26 victimes… Plusieurs voitures volées, et du coup il piquait ce qu’il trouvait dedans. Les effractions dans les habitations ont bien sûr choqué leurs occupants légitimes, et les ont rétrospectivement insécurisés. Senad et lui n’ont rien à dire d’autre que « la prison m’a fait comprendre ». Mais, comprendre quoi, au juste ? Qu’il n’est pas agréable d’être privé de sa liberté ? Que c’est dur ? Quoi ? On ne sait pas. Ils donnent l’impression de ne rien comprendre, justement, vraiment pris tous les deux dans des réseaux ou des bandes qui ne vivent qu’ainsi, en marge, et dans l’illégalité du début à la fin, et qui s’imaginent peut-être que c’est un jeu ? On échappe à la police, on se fait prendre, on dit « j’ai compris, vraiment, je voudrais trouver un travail et… », et quoi ? A les écouter souler le tribunal de sornettes, à se couper eux-mêmes l’herbe sous le pied, on doute de tout.

 

 

La présidente Aussavy relève tous les éléments à charge : le téléphone qui borne en des lieux et temps précis, l’ADN, les empreintes digitales, les objets retrouvés dans la 205, les images de vidéo-surveillance dans les commerces.

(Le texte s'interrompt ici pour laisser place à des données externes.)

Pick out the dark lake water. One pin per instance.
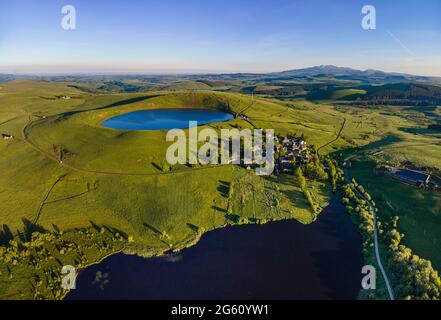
(164, 119)
(280, 260)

Les images, ok, le reste, non. Quand en prison, on est venu chercher Ali pour le placer en garde à vue, il a pété un boulard, ou alors c’était pendant sa garde à vue, quand on lui a annoncé qu’il allait être présenté au procureur. C’est un peu confus, mais c’est exactement ce que fabriquent ces garçons avec leurs réponses à tout, changeantes et incohérentes : de la confusion. Les magistrats ont l’ensemble de la procédure, et l’esprit clair, en dépit de la coulée de mélasse avec laquelle les prévenus essaient de noyer les éléments objectifs. Cela dit, Ali connaît un peu les lois, finalement, puisqu’il a lancé à un des policiers : « Fils de pute, viens me frapper avec les menottes, que je puisse porter plainte. » Il y a une pointe de perversion, à chercher sans cesse à retourner les choses, y compris dans l’idée que ce sont les mois de prison qui lui « tombent » dessus.

 

 

Maître Ronfard et maître Mirek interviennent pour quelques victimes et les deux policiers victimes de l’outrage, le parquet requiert 18 mois de prison à l’encontre de Senad C., et 5 ans pour Ali K., qui invoque la possibilité du « hasard » et annonce l’erreur judiciaire.

 

 

Le tribunal condamne Senad C. à 1 an de prison, et Ali K. à 4 ans dont 1 an assorti d’un sursis mis à l’épreuve, il devra travailler et indemniser les victimes. Le tribunal décerne mandat de dépôt pour les deux. Ali a baissé la tête, ne la relève qu’à la fin, le dos droit.

 

 

Il prétendait que son incarcération en 2016 l’avait « calmé ». La présidente Aussavy remarqua : « Vous pouviez trouver du travail. – Mais j’ai trouvé du travail ! – Quoi ? – Ben, j’allais voir la mission locale, et j’ai fait un stage, et ensuite je me suis fait arrêter. – Donc, vous n’avez pas trouvé de travail. »

 

 

Florence Saint-Arroman

 

 

Ali K. devra indemniser plusieurs victimes à hauteur de 4576 euros en tout, et verser 200 euros à chaque policier ainsi que 600 euros pour leurs frais de défense. Renvoi sur intérêt civil en novembre prochain, pour 3 autres victimes.